Aufdach-Montage auf einem geneigten Dach

Modulklemmen für die Aufdachinstallation

Modulklemmen zur seitlichen Befestigung der Solarmodule bei Aufdachinstallationen

Im Gegensatz zu Indach-Montagen, ergeben sich bei dieser Montageart kaum Schwierigkeiten hinsichtlich der Abdichtung des Dachs. Bei herkömmlichen Hausdächern mit üblichem Dachstuhl, müssen lediglich einige Dachziegel aufgenommen werden, damit dort die sog. Dachhaken mit den Dachsparren verbunden werden können. Wie viele Dachhaken für die Aufdach-Montage benötigt werden, ist abhängig von den statischen Gegebenheiten.

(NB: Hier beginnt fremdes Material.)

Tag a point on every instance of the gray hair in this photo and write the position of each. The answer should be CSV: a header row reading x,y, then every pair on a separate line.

Aufdach-Montage auf einem Flachdach

Soll auf einem Flachdach eine PV-Anlage installiert werden, ist die einfachste Lösung ein Aufdachsystem. Hier werden die PV-Module mit einem Untergestell verbunden, welches auf dem Dach befestigt ist. Es besteht die Möglichkeit, die Unterkonstruktion entweder an dem Flachdach zu verschrauben oder mit Gewichten auf dem Dach zu befestigen.

Grundlegend ist die Aufdach-Montage auf einem Flachdach etwas aufwendiger als bei einem geneigten Dach, da die Unterkonstruktion etwas komplexer in ihrer Gesamtheit ist. Der Vorteil einer Photovoltaik-Aufdachlösung ist jedoch die relativ simple Installation der Anlage. Im Gegensatz zu einem geneigten Dach, kann man bequem arbeiten und spart sich in den meisten Fällen ein teures Baugerüst.

Vorsicht ist allerdings trotzdem geboten. In jedem Fall müssen bei Dacharbeiten immer Vorkehrungen getroffen werden, die das Abstürzen verhindern.

Hinweis! Da die Dachhaut sehr schnell beschädigt werden kann, sollte unbedingt darauf geachtet werden, dass keine spitzen Gegenstände während der Installationsarbeiten herumliegen. Auch während der Montage des Untergestells muss überprüft werden, ob die Dachhaut nicht beschädigt worden ist.